Select your answer If the hours of daylight on a given day in Stockholm can be modeled using the function \( I(d)= \) \( 6.2 \sin \left(0.017 d-\frac{\pi}{2}\right)+12.2 \) in which \( I(d) \) represents the length of the day and \( d \) stands for the day of the year, what is the approximate length of the day on June \( 30 ? \) -6.0 hours -9.5 hours -12.0 hours -15.5 hours -18.5 hours

To find the length of the day on June 30, we need to substitute the day number for June 30 into the function.
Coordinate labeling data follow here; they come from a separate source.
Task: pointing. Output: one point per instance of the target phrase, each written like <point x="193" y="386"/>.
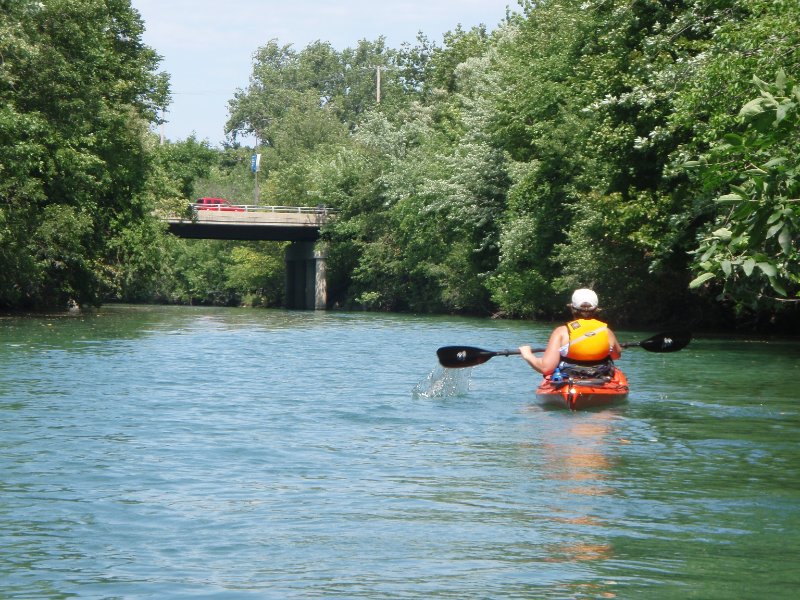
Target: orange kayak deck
<point x="577" y="394"/>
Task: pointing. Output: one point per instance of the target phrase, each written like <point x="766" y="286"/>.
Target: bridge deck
<point x="273" y="223"/>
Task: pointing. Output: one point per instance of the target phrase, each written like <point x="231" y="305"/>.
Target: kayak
<point x="577" y="394"/>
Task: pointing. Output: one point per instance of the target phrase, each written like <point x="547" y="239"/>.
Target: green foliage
<point x="225" y="273"/>
<point x="77" y="90"/>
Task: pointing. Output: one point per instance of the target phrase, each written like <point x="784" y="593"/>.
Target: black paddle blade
<point x="671" y="341"/>
<point x="457" y="357"/>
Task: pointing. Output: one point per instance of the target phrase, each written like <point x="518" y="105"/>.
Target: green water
<point x="221" y="453"/>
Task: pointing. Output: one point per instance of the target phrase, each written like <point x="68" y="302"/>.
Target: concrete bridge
<point x="306" y="286"/>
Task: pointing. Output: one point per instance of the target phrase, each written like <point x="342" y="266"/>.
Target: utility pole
<point x="255" y="166"/>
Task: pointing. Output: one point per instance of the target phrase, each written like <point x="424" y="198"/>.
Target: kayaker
<point x="585" y="341"/>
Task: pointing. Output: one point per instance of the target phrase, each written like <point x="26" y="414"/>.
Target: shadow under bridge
<point x="306" y="284"/>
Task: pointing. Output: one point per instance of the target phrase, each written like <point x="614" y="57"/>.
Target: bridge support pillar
<point x="306" y="283"/>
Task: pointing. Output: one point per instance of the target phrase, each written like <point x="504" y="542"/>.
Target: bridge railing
<point x="314" y="210"/>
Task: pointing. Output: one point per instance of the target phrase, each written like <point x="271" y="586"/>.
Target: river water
<point x="173" y="452"/>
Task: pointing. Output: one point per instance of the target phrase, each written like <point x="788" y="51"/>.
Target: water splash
<point x="443" y="383"/>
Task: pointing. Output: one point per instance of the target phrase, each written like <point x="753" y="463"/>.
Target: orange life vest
<point x="588" y="340"/>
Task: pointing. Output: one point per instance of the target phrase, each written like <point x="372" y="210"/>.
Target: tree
<point x="751" y="249"/>
<point x="77" y="91"/>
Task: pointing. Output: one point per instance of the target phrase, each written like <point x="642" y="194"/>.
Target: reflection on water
<point x="575" y="459"/>
<point x="174" y="452"/>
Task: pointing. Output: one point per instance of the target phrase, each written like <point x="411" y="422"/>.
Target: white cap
<point x="584" y="299"/>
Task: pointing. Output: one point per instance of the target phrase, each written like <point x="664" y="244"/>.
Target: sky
<point x="208" y="45"/>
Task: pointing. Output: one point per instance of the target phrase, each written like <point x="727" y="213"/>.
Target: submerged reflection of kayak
<point x="576" y="394"/>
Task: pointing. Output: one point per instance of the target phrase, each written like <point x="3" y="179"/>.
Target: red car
<point x="215" y="204"/>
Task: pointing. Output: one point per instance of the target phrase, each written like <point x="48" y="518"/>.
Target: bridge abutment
<point x="306" y="283"/>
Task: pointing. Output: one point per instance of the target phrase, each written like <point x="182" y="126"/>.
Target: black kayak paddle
<point x="457" y="357"/>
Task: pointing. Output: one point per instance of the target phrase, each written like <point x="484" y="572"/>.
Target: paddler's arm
<point x="548" y="361"/>
<point x="616" y="349"/>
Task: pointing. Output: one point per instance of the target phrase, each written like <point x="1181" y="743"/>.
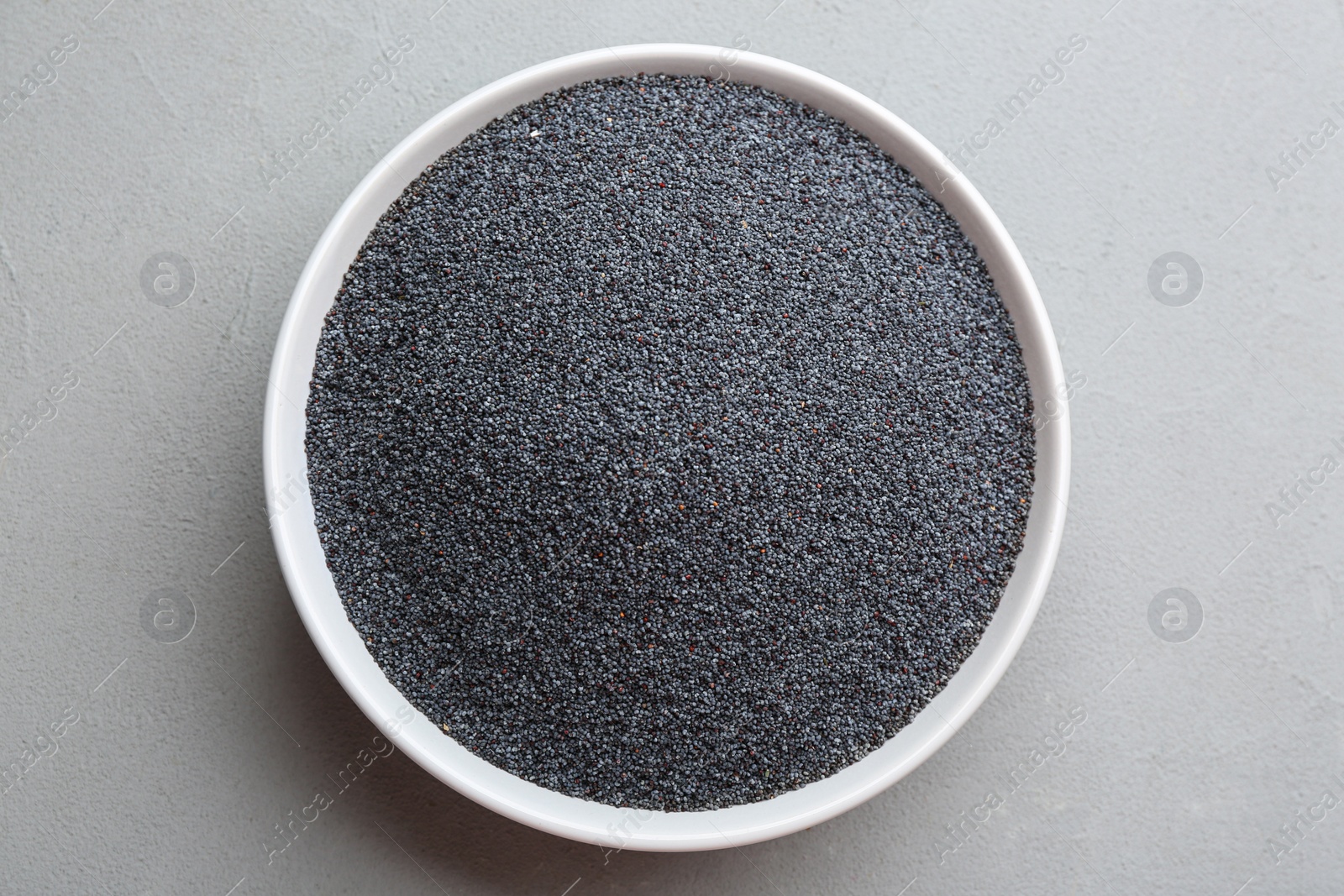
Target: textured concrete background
<point x="1203" y="766"/>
Step 1. Determine the day number for June 30: • January has 31 days. • February has 28 days. • March has 31 days. • April has 30 days. • May has 31 days. Adding them up: 31 + 28 + 31 + 30 + 31 = 151 days by the end of May. Since June 30 is the 30th day of June, the day number d = 151 + 30 = 181. Step 2. Substitute d = 181 into the function:   I(d) = 6.2 sin(0.017d – π/2) + 12.2   I(181) = 6.2 sin(0.017×181 – π/2) + 12.2 Step 3. Calculate the argument of the sine function:   0.017 × 181 = 3.077   Now, 3.077 – π/2 ≈ 3.077 – 1.571 = 1.506 Step 4. Find the sine:   sin(1.506) is almost sin(π/2), which is approximately 1 (more precisely, about 0.997). Step 5. Evaluate I(181):   I(181) ≈ 6.2 × 0.997 + 12.2   ≈ 6.18 + 12.2   ≈ 18.38 hours Rounding this value gives approximately 18.5 hours. Among the provided options, the answer is 18.5 hours.